Copyright © 2020 Albuquerque Journal
SANTA FE – After steadily increasing for more than a month, the number of confirmed new coronavirus cases announced daily across New Mexico has leveled off over the past week or so, based on a rolling average of new infections.
And in some counties, including Bernalillo County, the number of new cases has dropped from earlier this month.
But state officials say it’s too early to say whether that means the COVID-19 outbreak might be plateauing – and insist social distancing measures can’t be relaxed yet.
“The key fact here is that a flatter curve doesn’t mean the state or any specific county is out of the woods – it means what people are doing is working and must keep it up,” state Human Services Department spokeswoman Jodi McGinnis-Porter told the Journal.
She also said the point of a slower infection rate is to make sure hospitals are not overwhelmed by a massive influx of serious COVID-19 cases.
But some state lawmakers say the recent case trends show the efforts of Gov. Michelle Lujan Grisham’s administration to slow the spread of the coronavirus have been effective – and that it’s time to start looking ahead.
“Either the models were wrong, or we did an even better job than we thought we could” in minimizing COVID-19 deaths and hospitalizations, said Sen. Mark Moores, R-Albuquerque.
“This is the time for the governor to show leadership about how we slowly reopen the economy,” Moores added.
Some states have, in recent days, begun announcing plans to gradually lift state-ordered closures if certain criteria are met. For example, in Colorado, Gov. Jared Polis on Monday said that state’s stay-at-home order will be allowed to expire next week, allowing a gradual reopening of nonessential businesses and permitting elective surgical procedures.
Lujan Grisham has not unveiled any such blueprint for New Mexico, though details could be rolled out in the coming days.
To date, 65 people have died due to COVID-19 across New Mexico. That figure includes seven additional deaths that were reported Tuesday, including four more elderly residents of an Albuquerque senior living facility that has been a hot spot for infection rates among both residents and staffers alike.
In all, at least 15 residents at La Vida Llena have died of complications from COVID-19, the disease caused by the virus.
Meanwhile, as of Tuesday, there were 119 people hospitalized around the state due to serious coronavirus symptoms.
There were also 529 individuals designated by the state Department of Health as having recovered from the disease, meaning more than 25% of the 2,072 people who tested positive for the coronavirus have made a full recovery.
Encouraging trends
New Mexico’s seven-day rolling average of new cases was 95.7 cases per day on Tuesday, according to a Journal analysis of data released by the state Department of Health.
Confirmed cases of coronavirus around the state had been steadily increasing since the state’s first case was announced March 11. But since April 13, the rolling average bounced from the mid-90s to the mid-80s and back.
And those rates would be declining if McKinley and San Juan counties’ numbers were not included. Infection clusters on the Navajo Nation have caused case numbers to surge in several northwestern New Mexico counties in recent days and weeks.
On Tuesday, 66 of the 103 new confirmed cases announced by state health officials were from McKinley and San Juan counties. Those two counties make up less than 11% of the state’s overall population, according to 2019 U.S. Census Bureau estimates.
Meanwhile, the number of new cases in some of the state’s larger counties has gone down.
In Bernalillo County, there were an average of 18 new coronavirus cases announced per day for a seven-day time period that ended Tuesday. During the previous week, the average number of new cases in the state’s most populous county had been 23.1 cases per day.
Human Services Secretary David Scrase has cited encouraging trends in several counties, including Bernalillo and Santa Fe,with regard to flattening the infection curve.
But he and other state officials also say the state has to stay the course – largely by staying at home – to remain on that trajectory.

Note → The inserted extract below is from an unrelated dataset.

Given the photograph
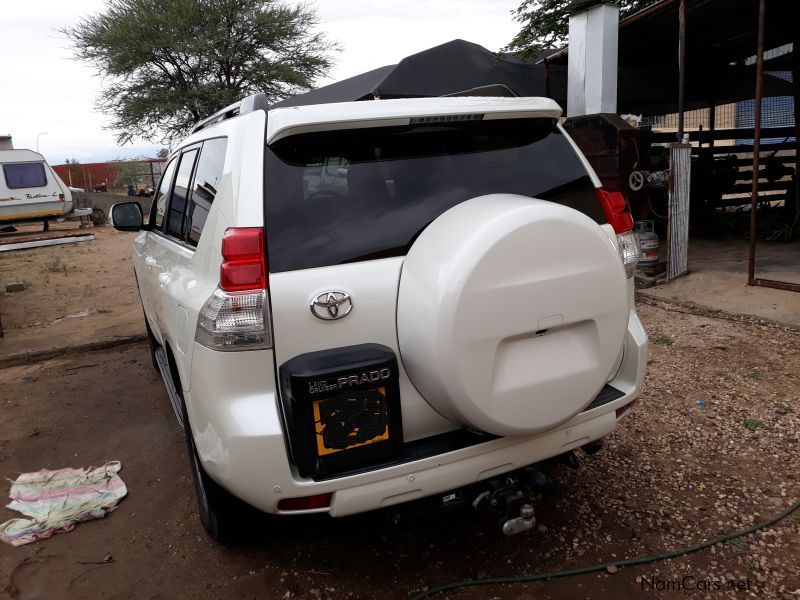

“It’s important to note that, in general, what we are seeing in our current numbers reflects people’s behavior from 10 to 14 days ago, the period in which people may be infected and then show symptoms,” McGinnis-Porter told the Journal.
Higher risk for elderly
The coronavirus has been most deadly for older New Mexicans – matching the broader trend throughout the world.
In New Mexico, more than two-thirds of the coronavirus deaths are adults older than 70, according to a Journal analysis of data released through Tuesday. The remaining one-third are people in their 30s through 60s.
Geographically, the fatality rate is highest in the northwestern New Mexico, where an outbreak has hit the Navajo Nation.
San Juan County, in the far northwestern part of the state, has endured nearly 14 deaths per 100,000 people – a rate well over four times higher than the state overall. The rate in neighboring McKinley County is 8 deaths, and the state average is about three deaths for every 100,000 people.
In a recent virtual town hall, Scrase said that any death is devastating but that COVID-19 is particularly tough on families.
“It’s even more devastating when it’s more sudden or after an illness like this that can proceed so rapidly,” he said this week in a town hall aired by New Mexico PBS.